Piłkarze mieli lecieć feralnym lotem. W ostatniej chwili zamienili lot
Szwedzka drużyna piłkarzy miała lecieć samolotem, który rozbił się we francuskich Alpach. W ostatniej chwili zarezerwowali jednak inny lot.
Piłkarze z trzecioligowej drużyny Dalkurd FF z Borlänge w środkowej Szwecji mieli wracać feralnym lotem do domu z Barcelony. Zrezygnowali jednak z niego, ponieważ uznali, że podróż będzie zbyt długa i zarezerwowali loty przez Zurych i Monachium.
Początkowo piłkarze znaleźli się na pierwszej nieoficjalnej liście pasażerów, którzy byli na pokładzie Airbusa 320 niemieckich linii Germanwings.

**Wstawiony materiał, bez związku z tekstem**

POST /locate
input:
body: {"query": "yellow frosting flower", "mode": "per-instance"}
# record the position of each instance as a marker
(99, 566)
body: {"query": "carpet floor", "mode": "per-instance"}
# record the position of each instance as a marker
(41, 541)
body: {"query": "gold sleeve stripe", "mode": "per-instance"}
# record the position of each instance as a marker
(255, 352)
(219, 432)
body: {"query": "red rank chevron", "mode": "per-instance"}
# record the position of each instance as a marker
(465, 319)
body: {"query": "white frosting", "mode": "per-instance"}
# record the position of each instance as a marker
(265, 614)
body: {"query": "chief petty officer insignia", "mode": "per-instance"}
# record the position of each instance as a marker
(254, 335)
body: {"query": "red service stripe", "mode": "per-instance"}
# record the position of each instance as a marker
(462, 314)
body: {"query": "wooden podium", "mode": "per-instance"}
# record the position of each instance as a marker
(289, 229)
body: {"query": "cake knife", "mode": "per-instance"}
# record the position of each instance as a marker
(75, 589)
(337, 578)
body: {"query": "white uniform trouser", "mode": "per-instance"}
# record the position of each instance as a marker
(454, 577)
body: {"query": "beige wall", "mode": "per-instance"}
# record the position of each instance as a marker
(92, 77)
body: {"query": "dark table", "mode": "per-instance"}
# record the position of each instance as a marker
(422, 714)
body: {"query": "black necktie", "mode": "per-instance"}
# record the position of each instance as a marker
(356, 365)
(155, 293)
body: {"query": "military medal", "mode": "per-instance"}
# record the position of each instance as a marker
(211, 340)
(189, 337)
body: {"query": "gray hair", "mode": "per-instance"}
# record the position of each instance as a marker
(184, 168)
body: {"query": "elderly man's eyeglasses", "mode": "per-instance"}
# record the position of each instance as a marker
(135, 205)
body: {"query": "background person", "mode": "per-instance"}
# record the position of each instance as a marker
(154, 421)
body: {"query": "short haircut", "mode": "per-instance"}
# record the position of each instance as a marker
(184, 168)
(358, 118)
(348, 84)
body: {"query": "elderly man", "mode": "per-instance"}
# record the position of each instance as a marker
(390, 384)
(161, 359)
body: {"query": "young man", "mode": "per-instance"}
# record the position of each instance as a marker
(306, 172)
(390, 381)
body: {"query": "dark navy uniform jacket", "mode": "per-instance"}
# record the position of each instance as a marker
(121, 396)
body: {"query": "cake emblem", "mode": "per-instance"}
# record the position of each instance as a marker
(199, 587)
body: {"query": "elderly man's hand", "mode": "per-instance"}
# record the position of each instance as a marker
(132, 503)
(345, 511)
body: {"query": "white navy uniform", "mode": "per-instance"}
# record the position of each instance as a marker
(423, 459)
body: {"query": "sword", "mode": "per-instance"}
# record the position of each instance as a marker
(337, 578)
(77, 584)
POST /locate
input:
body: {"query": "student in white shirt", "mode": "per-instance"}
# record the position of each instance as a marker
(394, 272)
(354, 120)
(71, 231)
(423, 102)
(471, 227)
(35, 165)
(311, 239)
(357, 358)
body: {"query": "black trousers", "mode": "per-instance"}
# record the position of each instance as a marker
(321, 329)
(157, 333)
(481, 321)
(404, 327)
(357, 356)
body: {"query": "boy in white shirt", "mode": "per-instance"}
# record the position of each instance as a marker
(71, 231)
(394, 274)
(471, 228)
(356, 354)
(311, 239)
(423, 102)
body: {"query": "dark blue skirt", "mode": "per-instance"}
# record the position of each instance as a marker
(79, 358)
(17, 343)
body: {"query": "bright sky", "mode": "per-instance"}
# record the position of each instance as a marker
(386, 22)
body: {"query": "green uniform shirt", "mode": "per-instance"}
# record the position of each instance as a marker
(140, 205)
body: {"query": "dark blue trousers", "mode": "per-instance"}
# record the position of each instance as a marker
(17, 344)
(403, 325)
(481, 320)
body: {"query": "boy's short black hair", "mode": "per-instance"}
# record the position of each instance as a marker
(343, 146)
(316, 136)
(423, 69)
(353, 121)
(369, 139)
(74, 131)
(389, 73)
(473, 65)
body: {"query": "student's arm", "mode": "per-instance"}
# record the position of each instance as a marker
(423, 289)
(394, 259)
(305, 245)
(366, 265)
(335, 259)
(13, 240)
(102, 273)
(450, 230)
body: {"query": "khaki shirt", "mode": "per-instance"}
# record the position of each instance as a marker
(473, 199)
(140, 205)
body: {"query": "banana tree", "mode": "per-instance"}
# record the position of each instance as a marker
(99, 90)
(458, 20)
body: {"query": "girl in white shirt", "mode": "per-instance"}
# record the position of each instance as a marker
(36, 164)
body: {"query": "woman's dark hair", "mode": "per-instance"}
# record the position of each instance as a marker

"Do wszystkich tych, którzy próbowali się skontaktować z nami w ciągu ostatnich kilku godzin - jesteśmy w domu, wszystko w porządku. To był inny samolot" - napisał na Twitterze bramkarz Frank Pettersson.
Pytany jak się czuje, mając świadomość, że uciekł śmierci, Petterson przyznał, że nie może sobie nawet wyobrazić, co czują rodziny i bliscy ofiar. - jednoczymy się z nimi w bólu i kierujemy ku nim nasze myśli - powiedział bramkarz w lokalnej prasie.
Airbusem A320, który rozbił się na południu Francji, leciało z Barcelony do Duesseldorfu 144 pasażerów i sześciu członków załogi. Na miejscu katastrofy nie znaleziono nikogo żywego.